Scientists say that the CPU will use low complexity machine learning algorithms to classify malware from normal processes.
“The detector is, essentially, like a canary in a coal mine to warn software programs when there is a problem,” said Dmitry Ponomarev, professor of computer science at Binghamton University, State University of New York.
“The hardware detector is fast, but is less flexible and comprehensive. The hardware detector’s role is to find suspicious behavior and better direct the efforts of the software,” Prof. Ponomarev also added.
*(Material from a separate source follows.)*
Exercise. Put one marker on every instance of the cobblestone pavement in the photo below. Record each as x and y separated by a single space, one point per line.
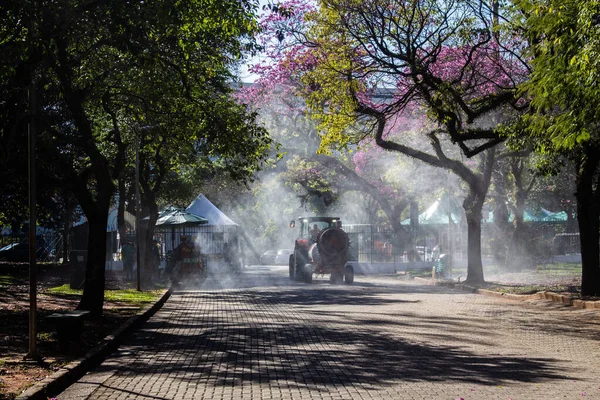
381 338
Previous work on this topic
The work of Prof. Ponomarev and his team is not unique. In 2014, a team of three researchers from the Columbia University in New York, have also explored the subject in their paper titled “Unsupervised Anomaly-based Malware Detection using Hardware Features.”
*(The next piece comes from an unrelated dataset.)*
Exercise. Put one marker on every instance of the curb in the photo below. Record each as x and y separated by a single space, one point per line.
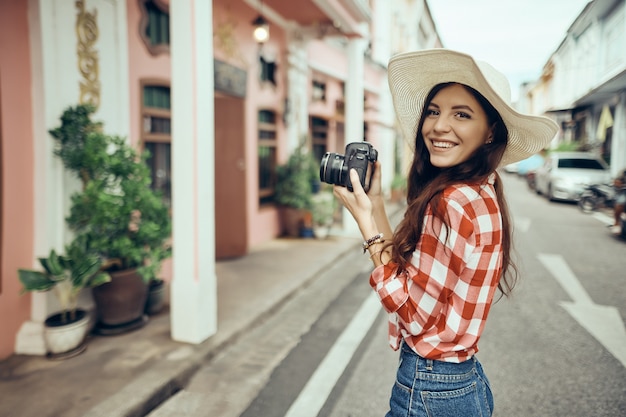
166 378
In their work, the Columbia team used a similar system to the one proposed by the Binghamton and California-Riverside researchers. The Columbia team used unsupervised machine learning to build profiles of normal program execution based on data from performance counters and used these profiles to detect significant deviations in program behavior that occurred as a result of malware exploitation attempts.
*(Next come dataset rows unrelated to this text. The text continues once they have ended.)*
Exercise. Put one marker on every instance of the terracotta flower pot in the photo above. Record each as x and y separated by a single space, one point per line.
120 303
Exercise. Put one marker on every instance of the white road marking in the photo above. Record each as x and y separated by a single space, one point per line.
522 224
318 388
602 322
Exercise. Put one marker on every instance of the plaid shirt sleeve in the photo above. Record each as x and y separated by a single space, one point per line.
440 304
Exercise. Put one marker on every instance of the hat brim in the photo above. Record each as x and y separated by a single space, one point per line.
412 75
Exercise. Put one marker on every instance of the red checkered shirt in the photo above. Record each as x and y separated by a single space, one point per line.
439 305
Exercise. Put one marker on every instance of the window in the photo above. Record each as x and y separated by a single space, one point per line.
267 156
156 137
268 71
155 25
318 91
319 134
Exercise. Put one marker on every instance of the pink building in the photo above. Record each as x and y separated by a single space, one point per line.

Similar work has been carried out by Intel and researchers from Clarkson University. The work of the Binghamton researcher team, on which this project is based, is detailed in research papers titled “Hardware-based Malware Detection using Low-level Architectural Features” and “Ensemble Learning for Low-level Hardware-supported Malware Detection.”
In recent months, news about CPUs and security involved researchers bypassing ASLR protections on Intel Haswell CPUs or researchers finding hidden code (some would call it a backdoor) inside the architecture of Intel x86 processors. In fact, two of the researchers working on this project, were also on the team that discovered the Intel Haswell CPU ASLR bypass technique.